For one thing, the lion is Indian. Sinha Bahu, the mythical progenitor of the Sinhala race, was mythically born and lived in India. He never set foot here, but rather sent his Malaka Silva-esque thug of a son anywhere else. The son, Vijaya, just happened to end up here. Before I get accused of insulting the Sinhalese, please understand that everywhere from Rome to Australia was founded by brutes. There’s no shame in it, it’s just a shame to stay that way.

Second, the last person to fly the lion flag  was King Sri Vikrama Rajasinha, who was also an Indian. He was born in Madurai and imported to rule under the Nayakar Dynasty. Those kings usually imported wives from India, but in this case they imported a king. I thought he was Tamil, but it turns out that he was an ethnic Telegu. At that time, I suspect that connections mattered more than race.

Racial lines

The division of Sri Lanka by race is, I think, a new concept and not an especially useful one. Putting it into our flag so rigidly may not have been genius but, after a while, who cares? Like King Vijaya, it is possible to rise above our origins. If you look at the flag closely enough, the racial parts disappear into contradictions. Maybe we just shouldn’t look so close.

I’ll admit to having been ambivalent towards the flag. As a child it was a nightmare to draw, my lion always ended up looking like a squashed gecko. I have also found the color combination, at times, hideous. During the last Cricket World Cup, however, I noticed that I didn’t care. We got a big flag and drove around Colombo with it hanging out the window and it was pretty fun. People honked at each other, it was cool. Then the match crumbled due to horrid administration, but that’s another story. I was ashamed of the government, but still proud of the country.

At that point, it was just the Sri Lankan flag. It wasn’t a demographic infographic or a burden of history. It was just something fun. I mean, we don’t even have lions in this country. Who cares?

I’ll admit that Sri Lanka’s inheritance is chequered, but you have to remember that we’re still  very young. At this point in America’s development, they had slaves and barely allowed non-landowning white males to vote. What I think is important is that – if you look past the sword – we still honor an inclusive nation on our flag. If you look past emergency law, we still enshrine those equal rights in our Constitution. And, given hard work and fresh blood, these things too shall pass. America took a while to live up to its stated ideals. It’s taking us a moment too.

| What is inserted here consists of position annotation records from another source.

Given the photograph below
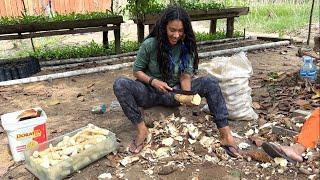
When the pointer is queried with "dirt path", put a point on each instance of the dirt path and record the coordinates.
(75, 96)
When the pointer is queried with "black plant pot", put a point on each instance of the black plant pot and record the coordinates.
(18, 68)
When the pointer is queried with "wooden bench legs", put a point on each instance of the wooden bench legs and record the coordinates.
(140, 29)
(116, 32)
(230, 27)
(213, 26)
(117, 39)
(105, 40)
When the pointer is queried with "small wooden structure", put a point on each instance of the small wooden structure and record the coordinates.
(35, 7)
(198, 15)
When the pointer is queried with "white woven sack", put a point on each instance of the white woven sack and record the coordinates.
(233, 74)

I recently saw the Sri Lankan flag behind presenters at Refresh Colombo, a monthly gathering of geeks. This was an event organized by Muslims and Sinhalese and the best speech was by a young Tamil programmer. Nobody cared. In that room we were all geeks and Sri Lankans and the debates were about Nokia vs. Google, not Tamil vs. Sinhalese. As he closed, one young programmer said he thought working together on his app could make us all proud as Sri Lankans. And I think it could. We’re not defined by our flag, we define it. Let’s define it well.